Primary tuberculosis of the fibular diaphysis: A rare case report.

Int J Surg Case Rep

Trauma and Orthopaedics, Wirral University Teaching Hospital NHS Trust, United Kingdom. Electronic address:

Published: August 2020

Introduction: Primary diaphyseal tuberculosis has very low occurrence. With no systemic signs and specific radiographic features, there exists low index of suspicion, which may delay the diagnosis of tuberculosis.

Presentation Of Case: A female aged 15 years presented with chronic leg pain and swelling for past 7 months. There was no significant history of tuberculosis present. On investigations ESR was 44 mm and positive mantoux test. Chest radiograph was normal. On x-ray (R) fibula intramedullary eccentric lytic lesion and on MRI (R) leg intramedullary lytic lesion was present suggestive of ewing's sarcoma. On histopathology epitheloid granulomas with langhans giant cells were present. Category 1 antitubercular drug regimen was started and lesion healed with alleviations of signs & symptoms.
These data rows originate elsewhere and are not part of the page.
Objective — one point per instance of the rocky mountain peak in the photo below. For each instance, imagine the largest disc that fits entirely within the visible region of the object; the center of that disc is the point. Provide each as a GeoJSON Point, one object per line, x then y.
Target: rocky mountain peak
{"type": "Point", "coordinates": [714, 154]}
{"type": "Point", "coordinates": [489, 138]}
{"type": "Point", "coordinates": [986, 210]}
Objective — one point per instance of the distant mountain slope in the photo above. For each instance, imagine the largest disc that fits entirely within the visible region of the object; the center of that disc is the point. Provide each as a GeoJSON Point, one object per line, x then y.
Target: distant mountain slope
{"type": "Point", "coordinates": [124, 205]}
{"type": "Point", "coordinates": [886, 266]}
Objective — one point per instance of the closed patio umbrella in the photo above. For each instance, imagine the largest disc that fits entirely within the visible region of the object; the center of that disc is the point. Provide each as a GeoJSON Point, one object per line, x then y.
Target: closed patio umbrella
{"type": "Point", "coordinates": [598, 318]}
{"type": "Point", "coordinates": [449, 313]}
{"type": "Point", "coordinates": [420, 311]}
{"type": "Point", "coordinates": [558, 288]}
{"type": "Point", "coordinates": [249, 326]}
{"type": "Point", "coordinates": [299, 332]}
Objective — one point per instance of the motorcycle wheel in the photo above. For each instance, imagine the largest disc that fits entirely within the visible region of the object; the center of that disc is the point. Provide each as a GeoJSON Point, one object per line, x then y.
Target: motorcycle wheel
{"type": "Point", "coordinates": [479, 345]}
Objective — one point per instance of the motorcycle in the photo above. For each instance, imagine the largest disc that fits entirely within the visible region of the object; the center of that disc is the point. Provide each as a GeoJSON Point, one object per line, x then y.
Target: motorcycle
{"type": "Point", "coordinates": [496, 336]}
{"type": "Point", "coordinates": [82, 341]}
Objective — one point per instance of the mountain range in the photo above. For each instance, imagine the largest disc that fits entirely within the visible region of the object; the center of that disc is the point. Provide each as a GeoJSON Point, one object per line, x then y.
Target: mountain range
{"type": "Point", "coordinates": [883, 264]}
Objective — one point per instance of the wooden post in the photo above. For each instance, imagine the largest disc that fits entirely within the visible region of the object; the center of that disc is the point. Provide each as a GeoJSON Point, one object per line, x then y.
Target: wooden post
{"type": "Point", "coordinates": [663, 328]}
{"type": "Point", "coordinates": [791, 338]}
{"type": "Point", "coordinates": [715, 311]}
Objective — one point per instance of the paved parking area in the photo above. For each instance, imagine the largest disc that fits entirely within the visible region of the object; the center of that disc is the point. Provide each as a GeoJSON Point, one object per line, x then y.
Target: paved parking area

Discussion: Tuberculosis presents with typical signs and symptoms in adults compared with children in whom cystic tubercular lesions in shaft of long bones presents mostly as a single solitary intramedullary lytic lesion on MRI, which corresponds with other more common differentials. This clinical and radiological heterogeneity warrants lesional biopsy and culture to determine the right diagnosis to aid in early starting of correct treatment and recovery of the patient.

Conclusion: With atypical presentation of diaphyseal tuberculosis in children, a high index of suspicion with unexplained pain and swelling of the bone could help to establish the diagnosis.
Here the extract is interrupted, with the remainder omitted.